According to the assessment, Black residents, despite making up 2.5% of the population, comprise 17% of the homeless population. Native Americans account for 7.4% of unhoused residents despite making up less than 1% of the city’s population. Latinos comprise 43.7% of the homeless population despite making up just over a quarter of the city’s general population. In contrast, according to the report, white and Asian Americans are underrepresented in the homeless population.
“If you look at the history of 101, It wasn’t an accident that it went where it did,” Mathew Reed, housing policy manager at Silicon Valley at Home, told San José Spotlight. “They frequently went through poorer communities so they ended up creating a boundary between richer and poorer. A lot of the divisions that we experience are policy decisions that were used to separate people by race and by classes.”
The city also found that San Jose contains 75% of Santa Clara County’s racially and ethnically concentrated areas of poverty despite having 53% of the county’s population and 14% of its landmass, according to Clements. These are neighborhoods where the non-white population consists of 50% or more of the total population, and the percentage of individuals living in households with incomes below the poverty rate is either more than 40% or three times the average poverty rate for the metropolitan area, whichever is lower.
According to 2019 numbers from the U.S. Census Bureau, San Jose’s poverty rate is 8.7%. Data for 2020 will be available later this year.
The AFH found that discrimination in San Jose’s housing market continues to be an issue. Groups such as racial minorities, the disabled and the elderly disproportionately experience housing problems, displacement pressure and homelessness.

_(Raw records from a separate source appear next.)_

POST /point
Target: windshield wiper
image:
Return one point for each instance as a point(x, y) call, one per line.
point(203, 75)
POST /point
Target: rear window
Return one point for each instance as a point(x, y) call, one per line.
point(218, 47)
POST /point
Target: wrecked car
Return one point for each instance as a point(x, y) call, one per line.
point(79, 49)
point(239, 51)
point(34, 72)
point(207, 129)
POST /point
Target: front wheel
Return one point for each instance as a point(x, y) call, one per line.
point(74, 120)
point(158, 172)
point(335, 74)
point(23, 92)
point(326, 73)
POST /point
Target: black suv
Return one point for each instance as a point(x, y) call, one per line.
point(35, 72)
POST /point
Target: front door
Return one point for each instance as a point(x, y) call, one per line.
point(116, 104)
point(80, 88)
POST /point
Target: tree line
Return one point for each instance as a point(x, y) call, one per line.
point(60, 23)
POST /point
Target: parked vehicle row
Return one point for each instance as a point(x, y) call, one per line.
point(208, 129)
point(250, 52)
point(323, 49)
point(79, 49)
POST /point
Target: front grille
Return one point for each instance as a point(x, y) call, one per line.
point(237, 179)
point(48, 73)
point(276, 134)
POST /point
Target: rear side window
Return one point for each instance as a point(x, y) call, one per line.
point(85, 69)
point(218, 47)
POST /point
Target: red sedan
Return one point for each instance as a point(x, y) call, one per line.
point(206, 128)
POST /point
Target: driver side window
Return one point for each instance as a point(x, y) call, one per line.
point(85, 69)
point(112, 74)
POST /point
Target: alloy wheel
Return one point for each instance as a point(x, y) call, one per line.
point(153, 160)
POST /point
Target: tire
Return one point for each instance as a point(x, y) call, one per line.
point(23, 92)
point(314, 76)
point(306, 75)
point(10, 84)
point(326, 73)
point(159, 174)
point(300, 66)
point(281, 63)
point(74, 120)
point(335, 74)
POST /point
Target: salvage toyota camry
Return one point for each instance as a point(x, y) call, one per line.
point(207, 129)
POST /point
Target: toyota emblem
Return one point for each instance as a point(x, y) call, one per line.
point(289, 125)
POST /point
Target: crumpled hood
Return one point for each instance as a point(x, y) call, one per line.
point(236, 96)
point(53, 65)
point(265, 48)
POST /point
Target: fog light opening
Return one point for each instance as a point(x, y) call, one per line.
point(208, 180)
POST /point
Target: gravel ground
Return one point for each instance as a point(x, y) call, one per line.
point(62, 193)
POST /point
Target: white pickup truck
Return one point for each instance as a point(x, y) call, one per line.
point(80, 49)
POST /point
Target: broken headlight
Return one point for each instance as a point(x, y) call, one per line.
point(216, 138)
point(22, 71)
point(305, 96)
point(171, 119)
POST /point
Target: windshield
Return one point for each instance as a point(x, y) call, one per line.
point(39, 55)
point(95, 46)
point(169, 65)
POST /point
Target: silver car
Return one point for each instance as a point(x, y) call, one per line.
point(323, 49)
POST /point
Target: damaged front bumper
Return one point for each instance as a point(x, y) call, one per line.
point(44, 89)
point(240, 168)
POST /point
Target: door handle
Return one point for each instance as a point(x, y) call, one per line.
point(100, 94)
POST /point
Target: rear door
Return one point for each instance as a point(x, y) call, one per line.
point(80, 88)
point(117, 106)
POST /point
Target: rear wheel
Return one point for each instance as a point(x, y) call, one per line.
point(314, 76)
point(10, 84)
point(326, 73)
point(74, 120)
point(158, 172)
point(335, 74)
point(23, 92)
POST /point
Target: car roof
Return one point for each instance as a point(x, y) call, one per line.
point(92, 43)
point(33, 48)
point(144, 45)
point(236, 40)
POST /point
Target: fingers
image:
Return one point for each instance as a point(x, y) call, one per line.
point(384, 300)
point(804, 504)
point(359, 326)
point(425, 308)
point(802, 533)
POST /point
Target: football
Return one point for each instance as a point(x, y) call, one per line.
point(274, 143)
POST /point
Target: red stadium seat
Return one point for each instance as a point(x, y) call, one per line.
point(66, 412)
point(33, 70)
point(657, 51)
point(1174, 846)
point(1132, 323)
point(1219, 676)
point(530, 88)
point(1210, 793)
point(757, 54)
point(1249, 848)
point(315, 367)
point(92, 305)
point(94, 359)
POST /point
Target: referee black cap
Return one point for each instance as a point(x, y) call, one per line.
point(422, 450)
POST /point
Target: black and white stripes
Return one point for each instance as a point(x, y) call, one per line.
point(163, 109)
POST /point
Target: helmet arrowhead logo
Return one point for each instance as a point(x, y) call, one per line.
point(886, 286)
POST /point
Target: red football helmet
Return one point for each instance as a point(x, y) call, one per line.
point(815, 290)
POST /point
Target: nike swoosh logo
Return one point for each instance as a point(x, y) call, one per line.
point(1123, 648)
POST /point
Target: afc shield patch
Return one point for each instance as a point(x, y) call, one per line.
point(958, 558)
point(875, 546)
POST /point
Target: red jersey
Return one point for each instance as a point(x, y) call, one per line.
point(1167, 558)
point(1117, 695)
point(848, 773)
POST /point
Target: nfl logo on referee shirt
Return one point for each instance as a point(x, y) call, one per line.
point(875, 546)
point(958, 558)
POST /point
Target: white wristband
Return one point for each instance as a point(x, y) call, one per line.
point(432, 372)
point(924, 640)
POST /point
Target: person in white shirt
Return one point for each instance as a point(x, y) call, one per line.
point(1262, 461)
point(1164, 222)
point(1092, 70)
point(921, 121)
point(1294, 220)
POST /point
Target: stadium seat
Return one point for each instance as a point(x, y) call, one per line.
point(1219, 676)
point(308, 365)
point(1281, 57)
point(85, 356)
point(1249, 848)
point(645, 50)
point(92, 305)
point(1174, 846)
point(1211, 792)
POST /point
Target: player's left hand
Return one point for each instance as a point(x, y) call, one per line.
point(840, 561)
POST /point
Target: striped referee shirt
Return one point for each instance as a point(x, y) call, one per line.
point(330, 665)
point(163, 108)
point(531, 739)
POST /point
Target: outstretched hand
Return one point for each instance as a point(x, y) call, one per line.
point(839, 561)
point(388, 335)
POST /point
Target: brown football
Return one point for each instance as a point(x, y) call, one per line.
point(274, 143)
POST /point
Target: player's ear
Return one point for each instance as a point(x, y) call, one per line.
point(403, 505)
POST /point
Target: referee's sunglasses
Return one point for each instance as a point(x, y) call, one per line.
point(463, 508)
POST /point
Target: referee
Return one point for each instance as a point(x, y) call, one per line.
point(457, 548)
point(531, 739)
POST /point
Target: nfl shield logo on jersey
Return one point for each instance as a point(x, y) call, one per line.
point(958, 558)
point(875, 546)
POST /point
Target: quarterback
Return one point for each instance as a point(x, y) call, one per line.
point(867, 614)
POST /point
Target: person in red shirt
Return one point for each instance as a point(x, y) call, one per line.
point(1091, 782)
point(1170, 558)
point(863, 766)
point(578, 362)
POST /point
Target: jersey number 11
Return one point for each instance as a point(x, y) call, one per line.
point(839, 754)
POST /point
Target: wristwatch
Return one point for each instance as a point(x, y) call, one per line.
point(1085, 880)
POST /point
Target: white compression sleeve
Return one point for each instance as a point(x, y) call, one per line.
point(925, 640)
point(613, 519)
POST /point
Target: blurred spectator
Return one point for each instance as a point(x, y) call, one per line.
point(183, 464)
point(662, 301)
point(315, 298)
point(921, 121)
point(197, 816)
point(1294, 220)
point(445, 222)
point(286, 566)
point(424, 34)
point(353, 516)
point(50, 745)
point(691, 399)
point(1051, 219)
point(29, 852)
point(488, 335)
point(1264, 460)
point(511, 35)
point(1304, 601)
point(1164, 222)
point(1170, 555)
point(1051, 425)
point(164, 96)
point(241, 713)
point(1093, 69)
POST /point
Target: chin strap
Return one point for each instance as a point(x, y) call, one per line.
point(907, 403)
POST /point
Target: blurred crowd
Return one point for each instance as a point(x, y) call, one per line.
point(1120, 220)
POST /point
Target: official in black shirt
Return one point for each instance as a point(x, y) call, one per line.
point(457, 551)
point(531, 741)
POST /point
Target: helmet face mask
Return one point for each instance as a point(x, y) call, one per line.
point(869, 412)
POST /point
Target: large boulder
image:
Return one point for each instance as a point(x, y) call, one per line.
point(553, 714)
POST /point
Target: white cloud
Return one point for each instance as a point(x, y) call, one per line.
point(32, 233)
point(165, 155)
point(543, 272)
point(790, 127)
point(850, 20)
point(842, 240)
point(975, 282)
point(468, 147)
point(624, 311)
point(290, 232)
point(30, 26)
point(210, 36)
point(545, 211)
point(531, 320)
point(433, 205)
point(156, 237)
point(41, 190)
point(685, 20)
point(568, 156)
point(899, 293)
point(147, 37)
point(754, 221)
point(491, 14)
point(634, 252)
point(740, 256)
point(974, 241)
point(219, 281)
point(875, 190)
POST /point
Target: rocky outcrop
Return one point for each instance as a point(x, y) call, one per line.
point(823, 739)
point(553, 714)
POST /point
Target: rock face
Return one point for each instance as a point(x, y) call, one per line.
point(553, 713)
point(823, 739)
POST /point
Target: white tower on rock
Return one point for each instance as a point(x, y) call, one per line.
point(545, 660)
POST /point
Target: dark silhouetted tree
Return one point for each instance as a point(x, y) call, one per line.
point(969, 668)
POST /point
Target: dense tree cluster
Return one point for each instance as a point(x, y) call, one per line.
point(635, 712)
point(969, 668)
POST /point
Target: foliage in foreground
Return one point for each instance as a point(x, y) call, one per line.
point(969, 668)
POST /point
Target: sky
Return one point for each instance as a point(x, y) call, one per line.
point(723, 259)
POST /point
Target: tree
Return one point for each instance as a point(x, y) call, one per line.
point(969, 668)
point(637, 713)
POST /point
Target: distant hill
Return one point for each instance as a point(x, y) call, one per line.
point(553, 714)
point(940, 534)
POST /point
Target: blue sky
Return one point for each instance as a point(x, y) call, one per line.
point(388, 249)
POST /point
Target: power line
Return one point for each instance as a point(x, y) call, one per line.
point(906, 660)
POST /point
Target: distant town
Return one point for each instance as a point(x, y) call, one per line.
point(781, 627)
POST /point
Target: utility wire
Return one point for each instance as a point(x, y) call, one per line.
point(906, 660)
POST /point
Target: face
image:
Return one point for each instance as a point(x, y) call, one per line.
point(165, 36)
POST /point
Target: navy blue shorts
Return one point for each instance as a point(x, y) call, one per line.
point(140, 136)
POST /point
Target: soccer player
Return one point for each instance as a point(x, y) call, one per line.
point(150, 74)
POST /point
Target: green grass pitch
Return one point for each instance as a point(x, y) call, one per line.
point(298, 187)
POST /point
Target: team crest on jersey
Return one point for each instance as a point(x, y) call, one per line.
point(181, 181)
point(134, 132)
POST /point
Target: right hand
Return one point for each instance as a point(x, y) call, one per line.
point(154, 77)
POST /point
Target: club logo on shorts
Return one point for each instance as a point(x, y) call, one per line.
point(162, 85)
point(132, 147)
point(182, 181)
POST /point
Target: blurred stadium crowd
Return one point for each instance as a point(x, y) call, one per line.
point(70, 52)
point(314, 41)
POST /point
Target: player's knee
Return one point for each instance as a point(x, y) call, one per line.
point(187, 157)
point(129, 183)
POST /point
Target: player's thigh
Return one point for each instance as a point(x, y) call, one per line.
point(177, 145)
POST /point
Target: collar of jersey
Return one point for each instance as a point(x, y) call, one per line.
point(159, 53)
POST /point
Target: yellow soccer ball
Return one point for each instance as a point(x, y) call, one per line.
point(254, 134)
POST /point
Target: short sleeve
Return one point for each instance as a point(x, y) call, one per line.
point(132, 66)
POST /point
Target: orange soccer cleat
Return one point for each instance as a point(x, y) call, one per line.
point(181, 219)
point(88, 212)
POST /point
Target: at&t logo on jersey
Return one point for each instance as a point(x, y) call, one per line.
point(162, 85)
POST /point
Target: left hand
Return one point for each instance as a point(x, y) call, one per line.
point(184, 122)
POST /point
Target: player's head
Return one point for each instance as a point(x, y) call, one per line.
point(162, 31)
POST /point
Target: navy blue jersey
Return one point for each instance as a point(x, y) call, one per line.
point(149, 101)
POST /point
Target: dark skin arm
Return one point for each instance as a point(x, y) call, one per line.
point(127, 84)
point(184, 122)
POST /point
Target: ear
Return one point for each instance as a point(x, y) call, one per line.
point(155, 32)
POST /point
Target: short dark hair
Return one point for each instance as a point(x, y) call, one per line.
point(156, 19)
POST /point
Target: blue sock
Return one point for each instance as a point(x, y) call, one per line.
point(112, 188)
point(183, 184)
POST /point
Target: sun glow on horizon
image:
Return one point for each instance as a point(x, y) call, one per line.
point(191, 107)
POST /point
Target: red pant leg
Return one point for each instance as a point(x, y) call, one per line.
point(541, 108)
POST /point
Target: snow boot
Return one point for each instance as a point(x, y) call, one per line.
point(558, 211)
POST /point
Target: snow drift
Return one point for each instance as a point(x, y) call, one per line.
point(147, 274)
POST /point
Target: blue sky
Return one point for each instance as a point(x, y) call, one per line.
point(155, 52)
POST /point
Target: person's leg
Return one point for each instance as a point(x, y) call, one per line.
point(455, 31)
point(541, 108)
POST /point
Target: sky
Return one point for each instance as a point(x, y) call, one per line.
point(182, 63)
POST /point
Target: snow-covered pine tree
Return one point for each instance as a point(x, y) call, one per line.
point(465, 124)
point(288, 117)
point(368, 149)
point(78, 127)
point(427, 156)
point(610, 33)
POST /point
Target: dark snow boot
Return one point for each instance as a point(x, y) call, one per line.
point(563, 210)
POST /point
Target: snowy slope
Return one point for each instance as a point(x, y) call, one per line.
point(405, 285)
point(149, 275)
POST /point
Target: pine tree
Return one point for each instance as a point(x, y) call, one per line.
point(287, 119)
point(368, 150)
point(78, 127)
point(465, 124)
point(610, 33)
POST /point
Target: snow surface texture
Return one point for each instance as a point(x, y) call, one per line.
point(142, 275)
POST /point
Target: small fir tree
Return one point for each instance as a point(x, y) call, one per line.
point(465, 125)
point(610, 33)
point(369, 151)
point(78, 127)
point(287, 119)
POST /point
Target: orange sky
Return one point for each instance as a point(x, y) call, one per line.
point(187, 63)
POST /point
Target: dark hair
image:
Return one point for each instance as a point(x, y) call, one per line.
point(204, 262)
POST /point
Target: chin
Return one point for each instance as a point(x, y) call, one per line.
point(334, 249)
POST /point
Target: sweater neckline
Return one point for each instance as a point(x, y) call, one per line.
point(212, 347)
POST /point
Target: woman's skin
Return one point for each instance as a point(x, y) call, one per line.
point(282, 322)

“I’m glad the effect of this on people with disabilities is considered,” said resident Kathryn Hedges on Tuesday. “We’re affected so much by the high pricing of housing in the area.”
Victor Vasquez, director of organizing and policy at SOMOS Mayfair, a local housing and racial equity advocacy group, said generations were affected by the city’s housing policies.
“We must continue to think about not only producing new housing, but how do we permanently preserve the housing we have and (give) those keys of ownership back to these families… that have been denied for generations,” Vasquez said.
The Assessment of Fair Housing is based on a federal program created by HUD in 2015 under the Obama administration to better carry out the 1968 Fair Housing Act. In 2018, HUD, under the direction of the Trump administration, made the completion of such a report optional.
In response, California passed Assembly Bill 686, which mandates cities and counties incorporate fair housing initiatives into local housing policies.
“This is kind of a painful subject,” said Councilmember Pam Foley, who works in real estate. “This feels like action I can actually take to right some of those wrongs that have been perpetuated for years and years.”
She noted that down payments are major obstacles to building wealth through homeownership.
For Councilmember Maya Esparza, whose district covers East San Jose, the issue is about more than housing.
“It’s about how we designed the city,” Esparza said. “What we’re seeing is how your ZIP code is an indicator of your life expectancy.”